Finalmente aparece Louise, una rubia mujer salida de un cuento de hadas (no
como las filipinas, o las marfileñas, o las marroquíes que entrevistaron
antes).
Magistral con los niños, Louise
demuestra también ser excelente para la administración del hogar y deslumbra a
todos con sus habilidades de cocinera. Siempre disponible y bien predispuesta,
en poco tiempo se gana el amor de toda la familia, que la incorpora como a una
más de los suyos y la consagran indispensable para el funcionamiento de la casa
en la que habitan.
La historia, sin embargo, tiene
sus momentos obscuros: Louise empieza poco a poco a manifestar un
comportamiento errático, que a los patrones les cuesta identificar y admitir
dado el grado de inserción que ella tiene en sus vidas. Como el lector ya
conoce el desenlace, se comprende que esos episodios son los momentos que anuncian
el desastre, más allá de que los personajes aún lo ignoren.
Como no podía ser de otro modo,
en un momento lectores y protagonistas se enteran de que Louise es una mujer
que vive a la deriva desde hace años y que es madre de una hija de la que no sabe
ni en dónde está. Ello deja en evidencia que lo de la niñera no era más que una
actuación para su salvación personal. ¿Acaso alguien puede tardar en darse
cuenta de que ese tipo de vínculo no puede prolongarse demasiado en el tiempo?
Pues Paul y Myriam aparentemente si.
Chanson douce no es un thriller, ya que el suspenso está ausente.
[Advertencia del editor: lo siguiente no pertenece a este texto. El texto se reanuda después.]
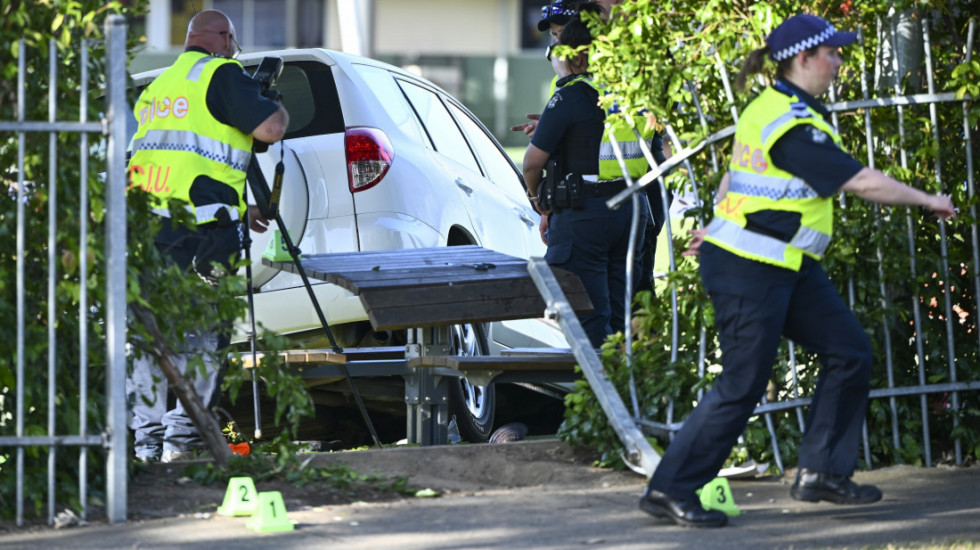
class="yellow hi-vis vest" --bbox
[128,51,252,224]
[704,88,841,271]
[565,76,654,181]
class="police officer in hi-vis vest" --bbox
[523,3,649,348]
[127,10,289,462]
[640,14,956,527]
[510,0,673,302]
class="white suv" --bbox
[130,49,567,441]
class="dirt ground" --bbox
[128,440,628,520]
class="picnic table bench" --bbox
[263,246,592,445]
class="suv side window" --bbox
[398,80,481,173]
[352,63,432,148]
[449,103,526,202]
[256,60,344,139]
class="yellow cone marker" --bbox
[245,491,293,533]
[218,477,258,516]
[698,477,742,516]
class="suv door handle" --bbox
[456,178,473,195]
[515,208,534,227]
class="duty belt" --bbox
[583,179,626,197]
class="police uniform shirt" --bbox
[531,75,606,174]
[187,46,279,211]
[746,80,864,246]
[701,80,864,286]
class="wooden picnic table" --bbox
[263,246,592,445]
[271,246,592,330]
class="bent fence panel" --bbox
[0,16,127,526]
[624,18,980,471]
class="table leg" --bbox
[405,327,449,446]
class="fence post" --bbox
[105,15,128,523]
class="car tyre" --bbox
[449,324,497,443]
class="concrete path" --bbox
[0,442,980,550]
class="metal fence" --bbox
[0,15,127,526]
[609,18,980,471]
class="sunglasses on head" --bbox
[541,1,578,19]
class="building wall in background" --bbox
[130,0,553,145]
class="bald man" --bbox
[127,10,289,462]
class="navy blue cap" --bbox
[538,0,578,32]
[766,13,857,61]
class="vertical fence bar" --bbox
[963,17,980,356]
[922,18,963,466]
[78,41,90,521]
[14,38,27,527]
[861,28,901,458]
[890,16,936,466]
[105,11,127,523]
[46,39,58,525]
[789,340,806,433]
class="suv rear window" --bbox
[264,61,344,139]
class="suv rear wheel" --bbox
[449,324,496,443]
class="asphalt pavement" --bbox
[0,441,980,550]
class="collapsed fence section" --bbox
[0,16,127,526]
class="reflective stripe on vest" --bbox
[728,171,819,200]
[705,88,841,270]
[708,217,830,265]
[565,76,654,181]
[132,130,252,172]
[128,51,252,223]
[151,202,245,225]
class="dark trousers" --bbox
[650,243,871,499]
[545,197,649,348]
[636,182,673,298]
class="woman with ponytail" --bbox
[640,14,956,527]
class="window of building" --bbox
[170,0,326,51]
[520,0,554,50]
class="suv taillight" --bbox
[344,128,395,193]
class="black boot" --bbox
[640,489,728,527]
[789,468,881,504]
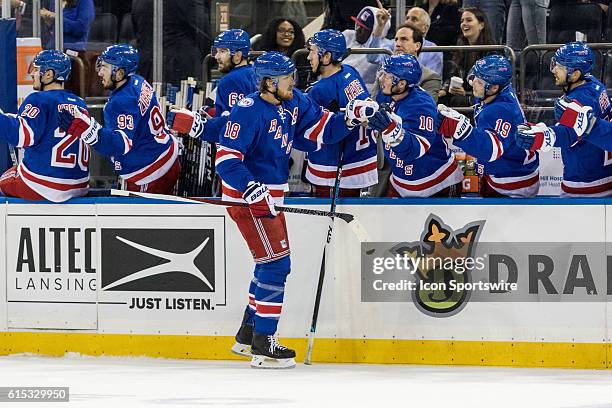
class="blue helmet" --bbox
[467,55,512,93]
[32,50,72,81]
[380,54,423,88]
[307,29,347,61]
[98,44,140,76]
[253,51,295,82]
[211,28,251,58]
[550,41,595,76]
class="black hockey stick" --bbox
[111,189,369,242]
[304,143,344,365]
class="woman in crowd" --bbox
[415,0,459,45]
[255,18,310,90]
[438,8,495,106]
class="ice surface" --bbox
[0,355,612,408]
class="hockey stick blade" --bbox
[111,189,367,231]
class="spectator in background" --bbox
[342,6,393,93]
[596,0,610,13]
[439,8,495,107]
[416,0,460,45]
[506,0,550,50]
[367,8,442,101]
[257,18,311,90]
[406,7,442,76]
[463,0,509,44]
[40,0,96,51]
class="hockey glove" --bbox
[438,105,473,140]
[368,109,404,147]
[515,122,556,152]
[166,109,206,138]
[242,181,278,218]
[345,99,378,126]
[58,108,102,145]
[556,97,597,137]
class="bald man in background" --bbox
[406,7,442,76]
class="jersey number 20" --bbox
[51,128,89,171]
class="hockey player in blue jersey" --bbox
[215,51,375,368]
[60,44,180,194]
[0,50,89,202]
[517,98,612,152]
[368,54,463,197]
[438,55,540,197]
[168,29,257,143]
[306,29,378,197]
[520,42,612,197]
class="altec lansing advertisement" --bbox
[6,214,227,329]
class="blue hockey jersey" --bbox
[306,65,378,188]
[0,90,89,202]
[453,85,540,197]
[93,75,179,185]
[551,119,612,152]
[377,87,463,197]
[200,65,257,143]
[555,75,612,197]
[215,89,349,203]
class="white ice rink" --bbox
[0,356,612,408]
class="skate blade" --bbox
[231,343,253,357]
[251,356,295,370]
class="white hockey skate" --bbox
[251,333,295,369]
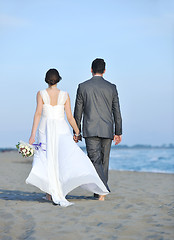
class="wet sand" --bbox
[0,152,174,240]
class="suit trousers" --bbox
[85,137,112,191]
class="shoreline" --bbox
[0,152,174,240]
[0,149,174,175]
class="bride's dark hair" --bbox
[45,68,62,86]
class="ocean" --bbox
[83,147,174,173]
[0,145,174,173]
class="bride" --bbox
[26,69,109,207]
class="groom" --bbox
[74,58,122,200]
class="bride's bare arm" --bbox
[29,92,43,144]
[65,95,80,135]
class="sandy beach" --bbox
[0,151,174,240]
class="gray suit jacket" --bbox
[74,76,122,139]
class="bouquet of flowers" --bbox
[16,141,34,157]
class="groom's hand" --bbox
[73,134,78,143]
[113,135,122,145]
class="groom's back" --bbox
[79,76,116,138]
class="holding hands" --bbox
[113,135,122,145]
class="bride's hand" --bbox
[29,136,35,145]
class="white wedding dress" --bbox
[26,90,109,207]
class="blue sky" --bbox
[0,0,174,147]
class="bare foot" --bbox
[98,195,105,201]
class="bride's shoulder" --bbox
[60,90,69,96]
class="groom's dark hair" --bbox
[91,58,106,74]
[45,68,62,86]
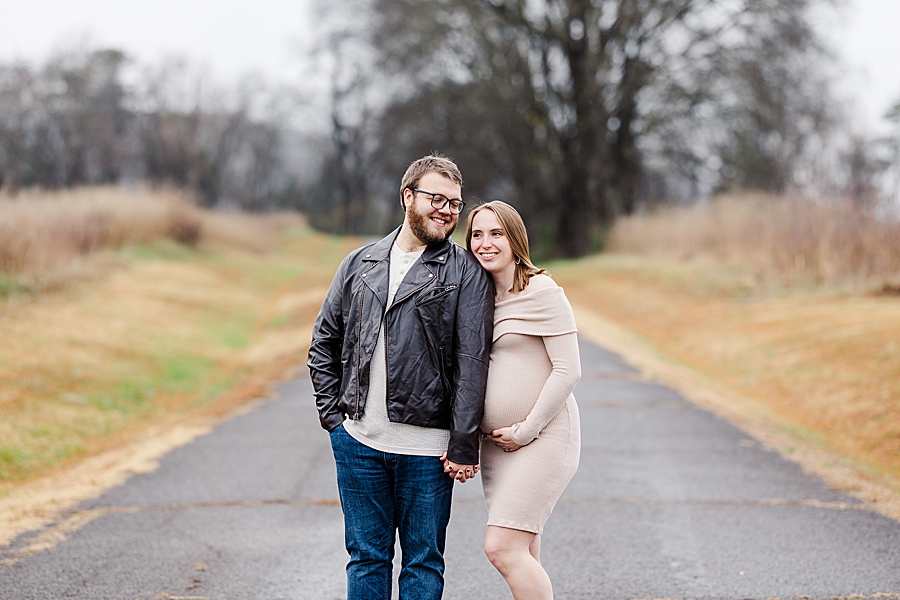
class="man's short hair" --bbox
[400,154,463,206]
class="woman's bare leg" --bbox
[484,525,553,600]
[528,533,541,563]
Ciertamente Leïla Slimani se ocupa de darle a su narración una atmósfera de
tensión, usando muchas frases cortas y conjugadas en presente, pero eso no
alcanza para que la novela sea un thriller. Yo diría, más bien, que se trata de
esa literatura negra en la que un hecho policial es contextualizado lo
suficiente como para que se lo comprenda como el fruto de un universo de
miseria y sufrimiento en el que sólo los más fuertes sobreviven.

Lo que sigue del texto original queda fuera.